We explore the application of vibrating-mesh nebulizers for administering surfactant to adults on HFNC oxygen therapy, aiming to bridge the treatment gap in severe respiratory conditions. To further elucidate the efficacy and safety of this innovative approach, we present five clinical cases where vibrating-mesh nebulizer-administered surfactant was used as a rescue therapy in adults experiencing hypoxemic respiratory failure due to SARS-CoV-2. These cases were documented during the initial wave of the COVID-19 pandemic in Ecuador in 2020.
Case report
Patient 1
A 49-year-old man presented on day 1 with a 5-day history of progressive dyspnea and fever.

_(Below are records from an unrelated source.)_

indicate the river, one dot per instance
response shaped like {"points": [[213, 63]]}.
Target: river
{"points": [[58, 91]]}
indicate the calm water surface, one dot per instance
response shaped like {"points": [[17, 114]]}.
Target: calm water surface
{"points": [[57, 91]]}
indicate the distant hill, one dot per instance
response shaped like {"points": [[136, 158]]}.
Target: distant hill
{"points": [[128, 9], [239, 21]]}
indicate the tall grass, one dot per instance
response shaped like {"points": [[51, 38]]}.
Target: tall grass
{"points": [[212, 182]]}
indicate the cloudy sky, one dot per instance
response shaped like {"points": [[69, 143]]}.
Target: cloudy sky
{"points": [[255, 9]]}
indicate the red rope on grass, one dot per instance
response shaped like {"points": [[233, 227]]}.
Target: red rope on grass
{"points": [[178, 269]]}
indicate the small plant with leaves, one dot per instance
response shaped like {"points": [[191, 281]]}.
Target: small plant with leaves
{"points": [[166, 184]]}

His oxygen saturation on ambient air was 85%. Laboratory findings revealed an elevated white cell count of 18,230 per mm3, a neutrophil count of 12,000 per mm3, and lymphocytes at 1600 per mm3. His clinical state was moderately severe with a ratio of oxygen saturation as measured by pulse oximetry/FIO2 to respiratory rate (ROX index).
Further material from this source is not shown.